Comme un disque qui tournait en boucle, je ne prononçais que cela. Mais, arrivé à la brèche, la douleur gagna la bataille. Je tombai à nouveau à genoux, mais je n'eus cette fois pas la force de me relever. J'entrepris alors une lente avancée, à quatre pattes. Du sang coulait par mes lèvres ouvertes, dernier liquide circulant encore dans ma bouche asséchée. Loin dans mon dos, la créature se débattait dans le champ de force en poussant des hurlement de rage.

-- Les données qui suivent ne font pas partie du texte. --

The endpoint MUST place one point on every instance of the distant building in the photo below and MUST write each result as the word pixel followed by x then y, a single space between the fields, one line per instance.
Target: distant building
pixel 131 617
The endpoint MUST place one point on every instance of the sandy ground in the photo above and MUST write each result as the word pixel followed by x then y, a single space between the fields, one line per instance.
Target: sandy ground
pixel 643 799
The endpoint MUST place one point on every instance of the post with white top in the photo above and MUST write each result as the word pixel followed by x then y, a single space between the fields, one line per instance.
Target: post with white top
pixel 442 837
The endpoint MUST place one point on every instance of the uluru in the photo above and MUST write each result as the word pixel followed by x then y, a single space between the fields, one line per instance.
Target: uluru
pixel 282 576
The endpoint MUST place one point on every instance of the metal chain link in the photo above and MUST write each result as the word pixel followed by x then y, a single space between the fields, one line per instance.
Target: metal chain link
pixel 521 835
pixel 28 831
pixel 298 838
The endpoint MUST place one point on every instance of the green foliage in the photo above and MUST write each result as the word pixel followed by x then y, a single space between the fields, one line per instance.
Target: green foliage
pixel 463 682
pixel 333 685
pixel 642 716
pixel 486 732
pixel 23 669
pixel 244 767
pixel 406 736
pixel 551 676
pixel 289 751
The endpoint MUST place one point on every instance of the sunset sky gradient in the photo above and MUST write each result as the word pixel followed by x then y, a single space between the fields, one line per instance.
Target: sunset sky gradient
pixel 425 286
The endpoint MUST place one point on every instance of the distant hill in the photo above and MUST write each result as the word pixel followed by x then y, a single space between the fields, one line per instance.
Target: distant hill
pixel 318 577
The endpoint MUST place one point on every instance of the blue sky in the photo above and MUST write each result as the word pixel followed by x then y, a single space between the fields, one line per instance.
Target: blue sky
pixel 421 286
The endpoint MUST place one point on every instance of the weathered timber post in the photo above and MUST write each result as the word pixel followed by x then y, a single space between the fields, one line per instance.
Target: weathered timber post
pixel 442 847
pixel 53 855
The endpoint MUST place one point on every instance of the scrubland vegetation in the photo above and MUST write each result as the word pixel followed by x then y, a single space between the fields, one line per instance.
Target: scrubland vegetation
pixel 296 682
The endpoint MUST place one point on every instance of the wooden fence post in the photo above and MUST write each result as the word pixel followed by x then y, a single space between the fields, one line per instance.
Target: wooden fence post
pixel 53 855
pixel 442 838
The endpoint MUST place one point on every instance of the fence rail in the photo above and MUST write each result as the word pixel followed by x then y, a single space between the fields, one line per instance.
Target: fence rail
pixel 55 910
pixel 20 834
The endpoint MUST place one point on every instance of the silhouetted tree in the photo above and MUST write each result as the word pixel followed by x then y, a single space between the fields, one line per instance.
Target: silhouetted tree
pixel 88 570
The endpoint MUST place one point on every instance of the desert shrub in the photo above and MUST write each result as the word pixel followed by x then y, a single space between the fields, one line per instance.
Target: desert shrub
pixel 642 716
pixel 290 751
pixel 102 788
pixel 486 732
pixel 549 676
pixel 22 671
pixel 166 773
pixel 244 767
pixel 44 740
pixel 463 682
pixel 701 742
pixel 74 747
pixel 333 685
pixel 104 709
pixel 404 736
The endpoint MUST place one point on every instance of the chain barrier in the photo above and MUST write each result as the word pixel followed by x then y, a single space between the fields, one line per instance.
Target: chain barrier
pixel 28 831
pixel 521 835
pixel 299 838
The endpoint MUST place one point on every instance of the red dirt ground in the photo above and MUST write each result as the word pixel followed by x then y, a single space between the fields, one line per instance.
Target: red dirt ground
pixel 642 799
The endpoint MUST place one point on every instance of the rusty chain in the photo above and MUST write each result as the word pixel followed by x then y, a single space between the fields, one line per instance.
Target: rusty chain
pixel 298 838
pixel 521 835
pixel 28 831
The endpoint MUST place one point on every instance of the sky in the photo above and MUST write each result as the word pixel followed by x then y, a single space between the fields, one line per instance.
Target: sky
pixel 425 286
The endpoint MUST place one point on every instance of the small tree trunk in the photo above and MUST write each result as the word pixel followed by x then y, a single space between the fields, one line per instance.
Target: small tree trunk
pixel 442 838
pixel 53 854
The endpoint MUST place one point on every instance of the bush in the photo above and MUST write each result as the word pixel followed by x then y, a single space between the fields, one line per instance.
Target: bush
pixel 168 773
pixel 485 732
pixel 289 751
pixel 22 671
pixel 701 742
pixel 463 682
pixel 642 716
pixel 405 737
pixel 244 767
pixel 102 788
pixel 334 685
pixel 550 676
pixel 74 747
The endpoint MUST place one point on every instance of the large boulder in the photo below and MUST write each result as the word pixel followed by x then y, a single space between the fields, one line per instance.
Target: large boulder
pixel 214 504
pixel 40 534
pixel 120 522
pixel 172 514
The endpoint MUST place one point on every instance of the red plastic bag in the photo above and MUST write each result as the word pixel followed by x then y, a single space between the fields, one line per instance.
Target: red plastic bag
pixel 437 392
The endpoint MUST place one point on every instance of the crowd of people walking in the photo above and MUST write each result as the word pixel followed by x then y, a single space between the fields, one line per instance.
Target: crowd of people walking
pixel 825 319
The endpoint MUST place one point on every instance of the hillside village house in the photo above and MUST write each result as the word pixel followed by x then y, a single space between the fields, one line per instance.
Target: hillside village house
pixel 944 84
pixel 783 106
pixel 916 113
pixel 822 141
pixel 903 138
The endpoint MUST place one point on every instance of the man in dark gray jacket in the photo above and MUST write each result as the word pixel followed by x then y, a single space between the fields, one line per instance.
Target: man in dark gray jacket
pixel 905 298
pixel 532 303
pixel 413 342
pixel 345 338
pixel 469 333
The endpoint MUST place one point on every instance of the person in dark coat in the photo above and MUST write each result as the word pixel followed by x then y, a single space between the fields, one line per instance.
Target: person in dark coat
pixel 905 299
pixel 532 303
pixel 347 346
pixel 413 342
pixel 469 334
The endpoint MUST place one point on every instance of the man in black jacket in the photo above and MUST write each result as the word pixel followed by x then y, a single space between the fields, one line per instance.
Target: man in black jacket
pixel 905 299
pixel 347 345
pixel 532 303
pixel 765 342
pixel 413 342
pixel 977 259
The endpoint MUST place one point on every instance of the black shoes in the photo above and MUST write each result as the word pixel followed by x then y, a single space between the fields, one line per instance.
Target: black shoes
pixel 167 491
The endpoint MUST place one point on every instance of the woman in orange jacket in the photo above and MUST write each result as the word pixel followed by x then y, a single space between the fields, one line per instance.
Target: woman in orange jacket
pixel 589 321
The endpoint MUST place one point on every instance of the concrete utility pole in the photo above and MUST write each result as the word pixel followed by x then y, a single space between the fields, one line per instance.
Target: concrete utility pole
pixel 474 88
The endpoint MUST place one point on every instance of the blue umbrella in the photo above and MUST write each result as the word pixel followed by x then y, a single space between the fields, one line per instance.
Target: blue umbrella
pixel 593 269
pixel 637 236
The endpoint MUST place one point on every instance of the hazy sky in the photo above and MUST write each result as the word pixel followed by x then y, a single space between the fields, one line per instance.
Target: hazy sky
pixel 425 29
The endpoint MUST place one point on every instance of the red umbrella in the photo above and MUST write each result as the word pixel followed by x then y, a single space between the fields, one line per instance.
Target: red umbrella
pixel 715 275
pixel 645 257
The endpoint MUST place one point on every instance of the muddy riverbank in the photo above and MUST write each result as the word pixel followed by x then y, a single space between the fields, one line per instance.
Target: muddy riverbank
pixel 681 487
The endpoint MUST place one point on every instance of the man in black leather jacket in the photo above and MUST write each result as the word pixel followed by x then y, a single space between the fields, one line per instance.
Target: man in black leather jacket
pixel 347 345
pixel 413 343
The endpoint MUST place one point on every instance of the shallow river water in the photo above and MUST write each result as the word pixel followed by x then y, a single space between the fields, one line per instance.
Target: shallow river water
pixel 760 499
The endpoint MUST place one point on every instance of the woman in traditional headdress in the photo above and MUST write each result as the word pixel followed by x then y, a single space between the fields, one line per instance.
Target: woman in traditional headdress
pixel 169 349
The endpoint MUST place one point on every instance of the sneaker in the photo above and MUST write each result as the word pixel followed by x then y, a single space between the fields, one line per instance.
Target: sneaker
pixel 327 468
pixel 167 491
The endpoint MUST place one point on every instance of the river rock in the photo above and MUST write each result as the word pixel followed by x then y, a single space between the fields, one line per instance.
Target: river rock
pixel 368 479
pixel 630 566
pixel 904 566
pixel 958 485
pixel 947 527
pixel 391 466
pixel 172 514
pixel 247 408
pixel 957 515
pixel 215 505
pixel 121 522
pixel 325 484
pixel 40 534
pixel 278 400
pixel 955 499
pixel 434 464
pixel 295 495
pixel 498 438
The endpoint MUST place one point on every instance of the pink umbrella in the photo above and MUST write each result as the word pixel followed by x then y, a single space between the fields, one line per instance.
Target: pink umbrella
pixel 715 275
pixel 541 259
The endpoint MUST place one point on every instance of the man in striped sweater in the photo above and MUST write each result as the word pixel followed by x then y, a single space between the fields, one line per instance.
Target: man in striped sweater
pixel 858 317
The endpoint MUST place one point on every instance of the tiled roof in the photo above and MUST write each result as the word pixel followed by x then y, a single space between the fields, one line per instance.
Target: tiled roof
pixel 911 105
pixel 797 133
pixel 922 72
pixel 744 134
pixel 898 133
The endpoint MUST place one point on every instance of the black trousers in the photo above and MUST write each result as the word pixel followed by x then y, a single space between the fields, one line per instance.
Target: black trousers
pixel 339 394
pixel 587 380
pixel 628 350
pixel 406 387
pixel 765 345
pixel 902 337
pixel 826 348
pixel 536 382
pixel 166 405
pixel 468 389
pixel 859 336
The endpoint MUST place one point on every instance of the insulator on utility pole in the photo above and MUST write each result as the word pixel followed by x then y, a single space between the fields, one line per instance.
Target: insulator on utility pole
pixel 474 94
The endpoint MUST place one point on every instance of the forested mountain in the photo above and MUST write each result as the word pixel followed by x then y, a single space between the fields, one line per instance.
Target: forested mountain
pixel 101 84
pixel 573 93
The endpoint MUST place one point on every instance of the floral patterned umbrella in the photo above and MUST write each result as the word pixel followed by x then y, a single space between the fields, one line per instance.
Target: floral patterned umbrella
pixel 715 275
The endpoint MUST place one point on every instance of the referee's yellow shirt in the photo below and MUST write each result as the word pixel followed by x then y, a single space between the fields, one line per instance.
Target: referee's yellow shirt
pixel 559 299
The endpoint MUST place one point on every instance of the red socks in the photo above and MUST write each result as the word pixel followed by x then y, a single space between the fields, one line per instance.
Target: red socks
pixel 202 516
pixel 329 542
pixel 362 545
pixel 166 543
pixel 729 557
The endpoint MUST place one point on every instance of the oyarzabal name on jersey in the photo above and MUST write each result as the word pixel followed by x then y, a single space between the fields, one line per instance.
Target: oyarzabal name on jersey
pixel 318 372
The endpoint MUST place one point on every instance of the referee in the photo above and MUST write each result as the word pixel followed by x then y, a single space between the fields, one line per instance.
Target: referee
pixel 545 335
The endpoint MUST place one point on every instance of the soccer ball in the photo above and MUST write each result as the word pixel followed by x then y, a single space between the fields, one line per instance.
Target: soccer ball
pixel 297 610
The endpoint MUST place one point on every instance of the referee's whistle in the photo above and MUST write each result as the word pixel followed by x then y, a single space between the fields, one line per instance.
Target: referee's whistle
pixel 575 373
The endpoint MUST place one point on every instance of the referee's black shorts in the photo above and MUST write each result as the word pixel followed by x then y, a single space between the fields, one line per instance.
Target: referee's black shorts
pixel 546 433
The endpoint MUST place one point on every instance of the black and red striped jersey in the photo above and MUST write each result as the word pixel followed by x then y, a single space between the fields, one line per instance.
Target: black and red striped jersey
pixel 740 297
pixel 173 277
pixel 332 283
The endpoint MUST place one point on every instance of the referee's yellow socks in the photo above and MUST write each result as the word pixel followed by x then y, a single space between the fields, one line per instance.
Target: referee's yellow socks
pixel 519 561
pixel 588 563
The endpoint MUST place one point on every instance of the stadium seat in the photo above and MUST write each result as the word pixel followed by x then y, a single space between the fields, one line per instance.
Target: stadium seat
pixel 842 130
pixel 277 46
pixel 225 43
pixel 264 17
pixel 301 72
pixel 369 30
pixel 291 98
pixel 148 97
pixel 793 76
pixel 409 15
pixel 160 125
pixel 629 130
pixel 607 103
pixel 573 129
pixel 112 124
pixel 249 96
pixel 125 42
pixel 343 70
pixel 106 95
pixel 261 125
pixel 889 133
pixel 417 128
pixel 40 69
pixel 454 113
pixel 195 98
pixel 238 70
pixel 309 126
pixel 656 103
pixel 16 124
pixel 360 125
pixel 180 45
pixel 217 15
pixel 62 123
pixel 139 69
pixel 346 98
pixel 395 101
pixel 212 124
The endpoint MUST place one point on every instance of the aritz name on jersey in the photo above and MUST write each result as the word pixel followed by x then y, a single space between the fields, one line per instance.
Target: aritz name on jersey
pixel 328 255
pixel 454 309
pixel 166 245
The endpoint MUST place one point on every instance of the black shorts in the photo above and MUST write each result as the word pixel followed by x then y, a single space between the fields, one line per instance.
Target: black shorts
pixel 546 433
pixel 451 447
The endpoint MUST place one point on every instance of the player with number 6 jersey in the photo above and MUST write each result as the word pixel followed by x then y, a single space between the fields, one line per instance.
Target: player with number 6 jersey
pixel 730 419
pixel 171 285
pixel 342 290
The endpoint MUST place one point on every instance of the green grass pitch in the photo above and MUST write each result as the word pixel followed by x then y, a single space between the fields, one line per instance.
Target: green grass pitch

Le vaisseau passa au-dessus de moi, laissant échapper une fumée noirâtre qui sortait par trois des quatre réacteurs. Il entama alors une montée en chandelle, rendue difficile par les deux réacteurs encore en état de marche, dont l'un était aux limites de la surchauffe. A vingt mètres de la base, je m'écroulai.
Ramper. Avancer.
Deux mots qui résonnaient avec force dans mon crâne. Je les appliquai, autant que je le pouvait. Dans mon oreillette, David poussa un hurlement de douleur insupportable, tellement insupportable que j'arrachai mon transmetteur et le lançai à quelque décimètres. Quelques douloureux mètres plus loin, je me relâchai, et utilisai mes dernières réserves pour rouler sur le dos.
La souffrance avait de très loin dépassé la limite du supportable. Le point lumineux du vaisseau amorça une rapide descente. A une vitesse incroyable, il traversa le dôme d'énergie bleutée.
Et ce fut l'impact.
Je ne sais pas si le grondement de l'explosion fut plus bruyant que le hurlement que poussa le nécromorph prisonnier dans sa dernière seconde de vie. Une chose était sûre, c'était que le sol trembla comme lors d'un séisme. Une boule de feu gigantesque jaillit du centre de la base. Puis l'onde de choc et la déflagration entamèrent leur course ravageuse.
Le regard flou, je fixai cette vague orangée qui détruisait tout. Une douleur surpuissante me transperça l'abdomen, comme si ma peau et mes intestins venaient de se déchirer. Je ne parvins qu'à exprimer un gémissement. Je sentis mon œil s'ouvrir sous l'effet de l'effroi, probablement en voyant un appendice s'agiter sous les vêtements qui couvraient mon ventre. Je sentis également du sang couler, et recouvrir le sol d'une flaque rouge. Je sentis que mes membres étaient agités de spasmes, surement à cause de la douleur inimaginable que provoquait cet événement.
Je sentis enfin mon corps se glacer d'effroi en voyant le nuage de cendre incandescente foncer droit sur moi. Je sentis tout cela, car je ne subissais plus. L'infection était terminée. Mon corps ne m'appartenait plus. Un flou noir recouvrit peu à peu ma vision.
Et, devant la terrible déflagration qui approchait à une vitesse effarante, la créature que j'étais devenu leva les bras devant son visage, dernier signe d'humanité.